If you use Start-TranScript, Write-Host will go to the file you define as well as sdtOut (the display/Shell)

@Olaf, I used “Log message” instead of write-host.

and did this way:

Test_log 2>&1 4>&1 6>&1|Out-File C:\temp\log.txt

I was able to get the log messages in the log file, however, now I am not able to view it on console :expressionless:

with just calling function, I am able to see “Log message” and also the verbose messages which are contained in the function, but when I redirect them, won’t they be shown again on the console?

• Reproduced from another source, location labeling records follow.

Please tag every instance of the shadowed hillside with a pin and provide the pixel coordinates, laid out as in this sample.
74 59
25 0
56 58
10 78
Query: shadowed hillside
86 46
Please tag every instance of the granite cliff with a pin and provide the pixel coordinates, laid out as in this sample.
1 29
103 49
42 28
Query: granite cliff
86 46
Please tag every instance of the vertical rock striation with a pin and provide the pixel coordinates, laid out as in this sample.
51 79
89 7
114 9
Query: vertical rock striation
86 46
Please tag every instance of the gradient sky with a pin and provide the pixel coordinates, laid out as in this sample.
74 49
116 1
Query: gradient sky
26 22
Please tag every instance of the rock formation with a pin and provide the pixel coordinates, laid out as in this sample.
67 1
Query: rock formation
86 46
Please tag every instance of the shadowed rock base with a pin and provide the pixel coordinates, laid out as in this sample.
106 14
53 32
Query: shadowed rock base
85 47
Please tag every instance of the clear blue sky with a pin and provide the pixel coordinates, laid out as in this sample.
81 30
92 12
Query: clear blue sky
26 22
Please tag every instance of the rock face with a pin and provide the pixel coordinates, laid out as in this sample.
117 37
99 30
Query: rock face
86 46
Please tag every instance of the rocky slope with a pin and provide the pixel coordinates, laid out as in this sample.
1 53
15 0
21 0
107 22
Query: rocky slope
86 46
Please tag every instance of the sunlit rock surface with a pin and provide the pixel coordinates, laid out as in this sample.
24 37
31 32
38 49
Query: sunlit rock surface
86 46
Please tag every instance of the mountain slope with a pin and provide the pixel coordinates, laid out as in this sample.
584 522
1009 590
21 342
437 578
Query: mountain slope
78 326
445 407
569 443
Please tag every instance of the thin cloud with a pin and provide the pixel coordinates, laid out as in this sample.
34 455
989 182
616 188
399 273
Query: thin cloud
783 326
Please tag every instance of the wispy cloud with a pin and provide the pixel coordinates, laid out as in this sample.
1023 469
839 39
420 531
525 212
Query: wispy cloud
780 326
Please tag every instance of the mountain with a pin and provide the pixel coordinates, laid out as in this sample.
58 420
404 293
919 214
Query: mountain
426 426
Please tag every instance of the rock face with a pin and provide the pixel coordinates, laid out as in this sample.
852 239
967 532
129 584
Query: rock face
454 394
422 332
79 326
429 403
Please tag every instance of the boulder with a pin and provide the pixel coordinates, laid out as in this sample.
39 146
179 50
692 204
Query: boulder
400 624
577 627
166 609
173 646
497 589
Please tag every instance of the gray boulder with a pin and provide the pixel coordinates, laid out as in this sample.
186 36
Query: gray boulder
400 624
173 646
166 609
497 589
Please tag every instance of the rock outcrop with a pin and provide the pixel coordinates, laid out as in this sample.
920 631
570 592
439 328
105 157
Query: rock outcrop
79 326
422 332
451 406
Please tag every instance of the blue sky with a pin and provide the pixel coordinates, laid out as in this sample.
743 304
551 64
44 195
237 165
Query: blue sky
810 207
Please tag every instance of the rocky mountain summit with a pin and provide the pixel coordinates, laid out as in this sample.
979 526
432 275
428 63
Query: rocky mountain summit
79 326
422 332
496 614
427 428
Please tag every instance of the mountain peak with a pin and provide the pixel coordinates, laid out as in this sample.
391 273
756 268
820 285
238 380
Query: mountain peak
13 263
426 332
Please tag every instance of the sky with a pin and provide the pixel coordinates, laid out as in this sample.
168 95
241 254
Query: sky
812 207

Could you suggest me a way ?

Stop watching your scripts on the console! :wink: :smiley: … I think the issue is not technical it is logical. Either you want to have scripts usually running unattended in the background wíthout user intaction or you run them manually in the console. For the first one you do not need any console output. For the latter one you do.
If you want to debug scripts where you implemented extended logging you should watch the log files if you want to know what’s going on.

If you don’t want to re-invent the wheel - there are frameworks out there offering extended logging and very flexible functionalities. You may use one of them.